Although the efficacy and tolerability of ADHD medications have been investigated fairly extensively, there are very few data comparing the different types of medication (e.g. psychostimulants, non-stimulants) in terms of medication adherence. The primary research objective of the COMPLY observational study was to evaluate medication adherence (i.e. compliance) over 1 year in children and adolescents with ADHD in a routine clinical setting. COMPLY was a prospective 12-month, observational, open-label study that included children and adolescents, aged 6–17 years, with ADHD. Medication adherence (i.e. compliance) was measured using the Pediatric Compliance Self-Rating (PCSR) instrument and using items 1–4 of the Medication Adherence Rating Scale (MARS).

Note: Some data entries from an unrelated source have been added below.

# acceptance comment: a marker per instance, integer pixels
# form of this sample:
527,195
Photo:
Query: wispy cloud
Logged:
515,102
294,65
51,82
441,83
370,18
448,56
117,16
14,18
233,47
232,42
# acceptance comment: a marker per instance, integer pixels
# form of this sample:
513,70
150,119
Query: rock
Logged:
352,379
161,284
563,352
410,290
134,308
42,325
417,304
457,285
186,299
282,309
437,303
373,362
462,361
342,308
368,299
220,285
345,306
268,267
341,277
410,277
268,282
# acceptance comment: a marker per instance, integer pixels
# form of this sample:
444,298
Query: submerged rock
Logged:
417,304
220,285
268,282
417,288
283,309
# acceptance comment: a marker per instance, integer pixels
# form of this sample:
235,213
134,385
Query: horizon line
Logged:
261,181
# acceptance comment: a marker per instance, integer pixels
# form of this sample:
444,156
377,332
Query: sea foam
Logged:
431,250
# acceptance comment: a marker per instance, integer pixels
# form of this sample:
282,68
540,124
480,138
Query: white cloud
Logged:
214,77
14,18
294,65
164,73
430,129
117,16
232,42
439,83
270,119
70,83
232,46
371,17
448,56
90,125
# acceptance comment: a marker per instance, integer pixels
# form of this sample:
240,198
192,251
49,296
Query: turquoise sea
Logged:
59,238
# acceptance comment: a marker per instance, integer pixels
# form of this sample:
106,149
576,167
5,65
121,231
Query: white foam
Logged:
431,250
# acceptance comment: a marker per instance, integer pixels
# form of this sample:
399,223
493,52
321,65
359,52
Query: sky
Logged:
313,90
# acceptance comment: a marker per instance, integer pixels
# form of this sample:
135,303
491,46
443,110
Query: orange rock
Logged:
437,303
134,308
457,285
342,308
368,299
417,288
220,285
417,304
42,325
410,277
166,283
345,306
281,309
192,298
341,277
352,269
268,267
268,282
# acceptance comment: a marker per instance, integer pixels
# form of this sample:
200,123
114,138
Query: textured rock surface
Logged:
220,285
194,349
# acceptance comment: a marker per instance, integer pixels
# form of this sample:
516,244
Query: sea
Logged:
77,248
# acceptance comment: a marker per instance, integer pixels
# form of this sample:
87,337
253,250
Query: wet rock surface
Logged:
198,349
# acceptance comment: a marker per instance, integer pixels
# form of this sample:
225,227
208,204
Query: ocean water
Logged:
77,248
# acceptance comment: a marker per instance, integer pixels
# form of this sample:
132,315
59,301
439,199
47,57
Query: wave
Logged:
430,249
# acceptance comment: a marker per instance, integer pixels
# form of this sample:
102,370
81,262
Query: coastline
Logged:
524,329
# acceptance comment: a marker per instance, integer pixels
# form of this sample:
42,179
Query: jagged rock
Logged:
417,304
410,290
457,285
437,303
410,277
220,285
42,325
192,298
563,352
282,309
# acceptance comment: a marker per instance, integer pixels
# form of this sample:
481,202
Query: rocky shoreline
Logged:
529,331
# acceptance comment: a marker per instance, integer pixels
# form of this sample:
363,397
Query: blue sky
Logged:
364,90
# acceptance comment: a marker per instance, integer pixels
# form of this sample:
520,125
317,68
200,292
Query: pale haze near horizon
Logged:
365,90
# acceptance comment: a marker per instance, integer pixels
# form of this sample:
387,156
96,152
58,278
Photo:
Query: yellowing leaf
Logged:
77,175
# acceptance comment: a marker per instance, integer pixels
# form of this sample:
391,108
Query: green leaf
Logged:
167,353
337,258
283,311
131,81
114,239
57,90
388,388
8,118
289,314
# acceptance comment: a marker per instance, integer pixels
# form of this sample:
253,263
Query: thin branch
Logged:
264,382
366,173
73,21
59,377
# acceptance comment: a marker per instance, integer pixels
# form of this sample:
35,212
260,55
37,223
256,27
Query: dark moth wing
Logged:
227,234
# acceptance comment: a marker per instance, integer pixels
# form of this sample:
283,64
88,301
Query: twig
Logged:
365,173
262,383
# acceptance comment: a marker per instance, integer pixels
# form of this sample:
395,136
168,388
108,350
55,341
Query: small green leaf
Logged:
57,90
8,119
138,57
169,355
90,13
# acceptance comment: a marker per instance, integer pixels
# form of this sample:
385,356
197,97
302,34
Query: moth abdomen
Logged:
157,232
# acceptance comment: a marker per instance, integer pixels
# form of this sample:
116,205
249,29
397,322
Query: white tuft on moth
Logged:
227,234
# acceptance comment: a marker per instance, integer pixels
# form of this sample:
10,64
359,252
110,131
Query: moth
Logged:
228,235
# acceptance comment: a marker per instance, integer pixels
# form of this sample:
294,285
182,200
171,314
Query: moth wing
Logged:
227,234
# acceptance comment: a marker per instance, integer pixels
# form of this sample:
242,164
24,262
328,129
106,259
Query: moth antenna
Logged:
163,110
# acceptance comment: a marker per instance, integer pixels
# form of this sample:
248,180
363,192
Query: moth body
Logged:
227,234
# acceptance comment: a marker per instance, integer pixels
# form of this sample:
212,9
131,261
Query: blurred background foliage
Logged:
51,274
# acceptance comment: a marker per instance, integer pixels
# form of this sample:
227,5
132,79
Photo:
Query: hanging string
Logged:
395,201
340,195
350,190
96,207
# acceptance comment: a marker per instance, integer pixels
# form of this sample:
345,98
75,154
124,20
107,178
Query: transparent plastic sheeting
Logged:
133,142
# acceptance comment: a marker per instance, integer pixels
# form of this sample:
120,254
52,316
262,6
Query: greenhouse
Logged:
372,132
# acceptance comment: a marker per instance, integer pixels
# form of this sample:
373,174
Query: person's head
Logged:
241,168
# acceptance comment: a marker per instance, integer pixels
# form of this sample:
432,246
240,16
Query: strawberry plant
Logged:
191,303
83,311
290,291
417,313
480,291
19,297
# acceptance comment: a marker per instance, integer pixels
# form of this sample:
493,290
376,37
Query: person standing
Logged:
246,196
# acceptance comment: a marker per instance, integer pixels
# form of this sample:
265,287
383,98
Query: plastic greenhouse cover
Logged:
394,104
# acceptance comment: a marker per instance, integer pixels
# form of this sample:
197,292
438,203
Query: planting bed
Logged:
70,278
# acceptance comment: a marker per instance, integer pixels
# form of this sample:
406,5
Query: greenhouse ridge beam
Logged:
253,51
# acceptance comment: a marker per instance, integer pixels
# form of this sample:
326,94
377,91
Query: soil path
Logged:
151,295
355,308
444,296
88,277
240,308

A total of 504 patients were enrolled. At baseline, 252 patients (50.0 %) were prescribed non-stimulant (atomoxetine) medication and 247 patients (49.0 %) were prescribed psychostimulant medication. Both types of medication were prescribed concomitantly in five patients (1.0 %). After 12 months, 123 patients (48.8 %) were taking atomoxetine and 176 patients (71.3 %) were taking psychostimulants. Adherence (PCSR score ≥5) was present in both groups (atomoxetine: 67.5 %; psychostimulant: 74.2 %) throughout the observation period. MARS scores declined over time in both groups (atomoxetine: from 3.7 to 2.9; psychostimulant: from 3.6 to 3.1), indicating a deterioration in adherence. There was no statistically significant difference in terms of medication adherence between the two groups.